We read with great interest the article by Grape et al. [1]. The authors conducted a meta-analysis that included meta-regression and trial sequential analysis, providing a comprehensive synthesis of 12 prospective, randomised controlled trials comparing intrathecal diamorphine with controls across various surgical procedures [1]. We identified a concern that may compromise the quality of this meta-analysis. The authors stated that the methodological quality of the included trials was assessed using the Cochrane Collaboration's Risk of Bias tool 2 (RoB2) [1]. The risk of bias assessment they describe encompassed seven domains: random sequence generation; allocation concealment; blinding of participants and personnel; blinding of outcome assessment; incomplete outcome data; selective reporting; and other biases. The approach employed, along with the reference cited, was actually consistent with the Cochrane Collaboration's Risk of Bias tool 1 (RoB1) [1, 2]. It is important to note that RoB2 resembles but differs from RoB1. Specifically, RoB2 evaluates six domains: the randomisation process; deviations from intended interventions; missing outcome data; measurement of the outcome; selection of the reported results; and overall bias [3]. The article by Sterne et al. discusses this in detail [3]. Additionally, two common figures depicting the risk of bias for the included studies can be generated using the RoB2 assessment spreadsheet (ROB2_IRPG_beta_v9) [3], or through the use of a web application called robvis® [4]. We suggest that the authors review their risk of bias assessment approach to align with the latest standards and improve the rigour of their meta-analysis.
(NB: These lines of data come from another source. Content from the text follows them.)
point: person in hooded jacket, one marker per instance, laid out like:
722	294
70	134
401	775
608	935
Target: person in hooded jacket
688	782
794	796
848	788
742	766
我们饶有兴趣地阅读了 Grape 等人的文章。 [ 1 ]。作者进行了一项荟萃分析，其中包括荟萃回归和试验序贯分析，全面综合了 12 项前瞻性随机对照试验，比较了鞘内二吗啡与不同手术过程中的对照 [ 1 ]。我们发现了一个可能会影响本荟萃分析质量的问题。作者表示，纳入试验的方法学质量是使用 Cochrane 协作组织的偏倚风险工具 2 (RoB2) 进行评估的 [ 1 ]。他们描述的偏倚风险评估涵盖七个领域：随机序列生成；分配隐藏；参与者和人员的致盲；结果评估采用盲法；结果数据不完整；选择性报告；和其他偏见。所采用的方法以及引用的参考文献实际上与 Cochrane 协作组织的偏差风险工具 1 (RoB1) [ 1, 2 ] 一致。值得注意的是，RoB2 与 RoB1 相似但又不同。具体来说，RoB2 评估六个领域：随机化过程；偏离预期干预措施；缺少结果数据；结果的衡量；选择报告结果；和总体偏差[ 3 ]。斯特恩等人的文章。对此进行了详细讨论[ 3 ]。此外，可以使用 RoB2 评估电子表格 (ROB2_IRRPG_beta_v9) [ 3 ] 或通过使用名为 robvis® [ 4 ] 的网络应用程序生成描述纳入研究的偏倚风险的两个常见数字。 我们建议作者审查他们的偏倚风险评估方法，以符合最新标准并提高荟萃分析的严谨性。